If you are an emergency medical provider, you are constantly in contact with many different situations, people, places and conditions. As a medical provider your responsibility is to help people who may be hurt or sick. It is impossible to know immediately all of the risks or dangers at any given scene. This is why it is important to understand all of the potential ways diseases can be transmitted. Having this knowledge can help you prevent spreading on contracting a disease in any given situation. This may be something you want to look into before heading down the EMT or Paramedic career path.
Contact: Diseases are easily spread through contact. There are two types of contact- direct or indirect. Direct contact allows for the direct transfer of a pathogen from an infected person to a susceptible host. Some examples of direct contact include sexual contact with an infected person or contact with the excretions of a person who may have an open sore. Indirect contact is when a susceptible host comes into contact with something that may have been contaminated. For example: intravenous needles, toys, eating utensils and glasses, bedding, wound dressings.

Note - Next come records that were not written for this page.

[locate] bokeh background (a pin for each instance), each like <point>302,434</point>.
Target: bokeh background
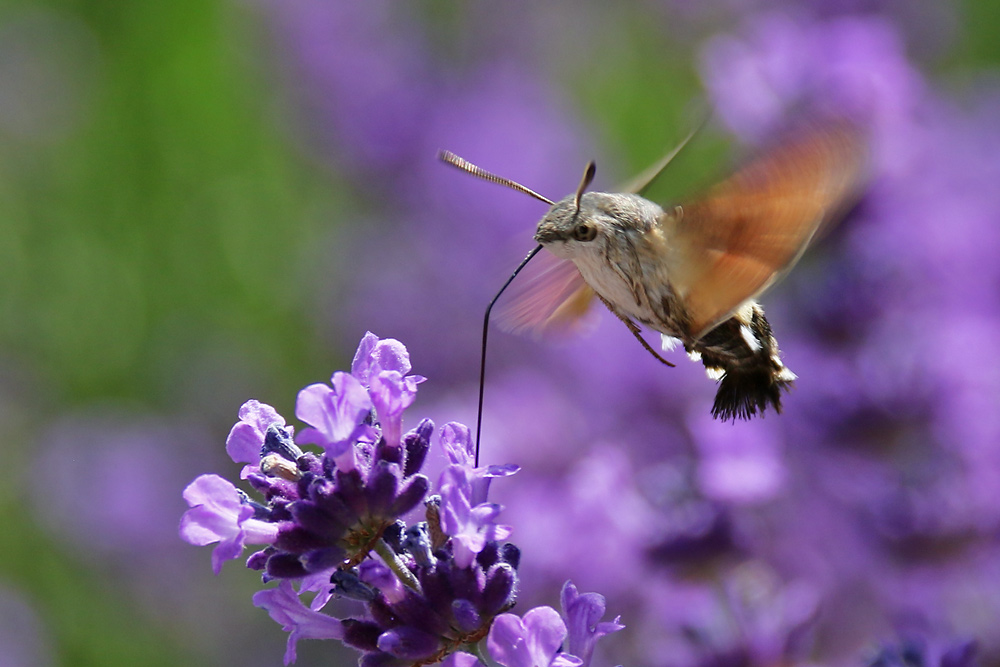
<point>205,202</point>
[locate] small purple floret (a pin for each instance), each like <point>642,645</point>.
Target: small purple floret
<point>284,606</point>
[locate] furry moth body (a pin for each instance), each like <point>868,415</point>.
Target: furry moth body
<point>693,271</point>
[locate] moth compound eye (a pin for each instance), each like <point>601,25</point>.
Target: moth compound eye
<point>584,232</point>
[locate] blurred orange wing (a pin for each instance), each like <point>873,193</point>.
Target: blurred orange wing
<point>750,229</point>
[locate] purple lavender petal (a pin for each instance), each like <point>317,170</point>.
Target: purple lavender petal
<point>218,514</point>
<point>508,645</point>
<point>408,643</point>
<point>456,440</point>
<point>381,577</point>
<point>466,616</point>
<point>416,444</point>
<point>318,583</point>
<point>533,642</point>
<point>391,394</point>
<point>361,365</point>
<point>499,591</point>
<point>335,412</point>
<point>284,606</point>
<point>461,659</point>
<point>374,356</point>
<point>583,614</point>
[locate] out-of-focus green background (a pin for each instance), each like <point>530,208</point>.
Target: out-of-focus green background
<point>159,229</point>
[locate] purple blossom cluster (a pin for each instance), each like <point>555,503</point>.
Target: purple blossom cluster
<point>333,524</point>
<point>860,524</point>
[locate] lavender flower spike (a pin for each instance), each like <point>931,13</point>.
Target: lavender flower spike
<point>333,522</point>
<point>220,513</point>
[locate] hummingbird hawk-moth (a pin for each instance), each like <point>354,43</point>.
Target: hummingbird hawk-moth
<point>693,271</point>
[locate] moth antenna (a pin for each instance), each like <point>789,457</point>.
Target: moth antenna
<point>486,330</point>
<point>588,178</point>
<point>469,168</point>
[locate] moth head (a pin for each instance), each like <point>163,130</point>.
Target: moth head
<point>570,229</point>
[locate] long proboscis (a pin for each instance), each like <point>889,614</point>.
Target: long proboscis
<point>486,331</point>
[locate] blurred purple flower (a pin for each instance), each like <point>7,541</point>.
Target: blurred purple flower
<point>534,641</point>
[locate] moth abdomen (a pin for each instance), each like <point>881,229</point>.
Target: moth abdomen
<point>743,355</point>
<point>744,392</point>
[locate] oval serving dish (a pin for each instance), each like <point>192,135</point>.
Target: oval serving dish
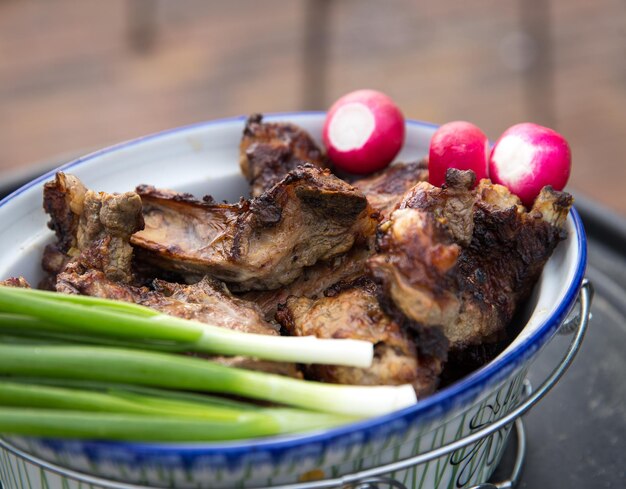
<point>203,159</point>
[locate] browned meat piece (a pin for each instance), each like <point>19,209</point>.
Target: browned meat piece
<point>268,151</point>
<point>309,216</point>
<point>386,188</point>
<point>465,260</point>
<point>93,227</point>
<point>63,202</point>
<point>313,281</point>
<point>16,282</point>
<point>207,301</point>
<point>352,311</point>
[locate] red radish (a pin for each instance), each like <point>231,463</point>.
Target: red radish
<point>363,131</point>
<point>459,145</point>
<point>527,157</point>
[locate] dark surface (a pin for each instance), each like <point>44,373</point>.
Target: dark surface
<point>577,433</point>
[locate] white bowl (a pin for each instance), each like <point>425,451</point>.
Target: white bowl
<point>203,159</point>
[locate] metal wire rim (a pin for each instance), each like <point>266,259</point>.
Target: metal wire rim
<point>357,479</point>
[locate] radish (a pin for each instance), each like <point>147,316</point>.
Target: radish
<point>363,131</point>
<point>527,157</point>
<point>460,145</point>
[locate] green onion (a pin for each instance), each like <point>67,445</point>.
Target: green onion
<point>131,427</point>
<point>65,314</point>
<point>186,373</point>
<point>59,400</point>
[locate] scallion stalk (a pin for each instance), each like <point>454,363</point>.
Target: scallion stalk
<point>162,404</point>
<point>186,373</point>
<point>65,314</point>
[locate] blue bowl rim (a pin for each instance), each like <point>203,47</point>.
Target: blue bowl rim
<point>439,404</point>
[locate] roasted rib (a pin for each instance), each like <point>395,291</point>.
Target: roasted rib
<point>314,280</point>
<point>92,227</point>
<point>309,216</point>
<point>464,260</point>
<point>270,150</point>
<point>387,187</point>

Air: Coughing, sneezing, and talking can transmit pathogens into the air.
Vehicles: This does not refer to your car. A “vehicle” is an inanimate object is able to transmit a pathogen from an infected person to a susceptible hose. Examples of some vehicles include liquids like, blood or water and food that has been improperly handled or stored.
Vectors: A vector is an insect that can transmit a pathogen to an animal or human that it may sting. Mosquitos are common vectors for malaria. Other common vectors include fleas, ticks and lice.
Other methods: Disease can also be transmitted from consuming contaminated animal products or through direct contact with animal urine or feces.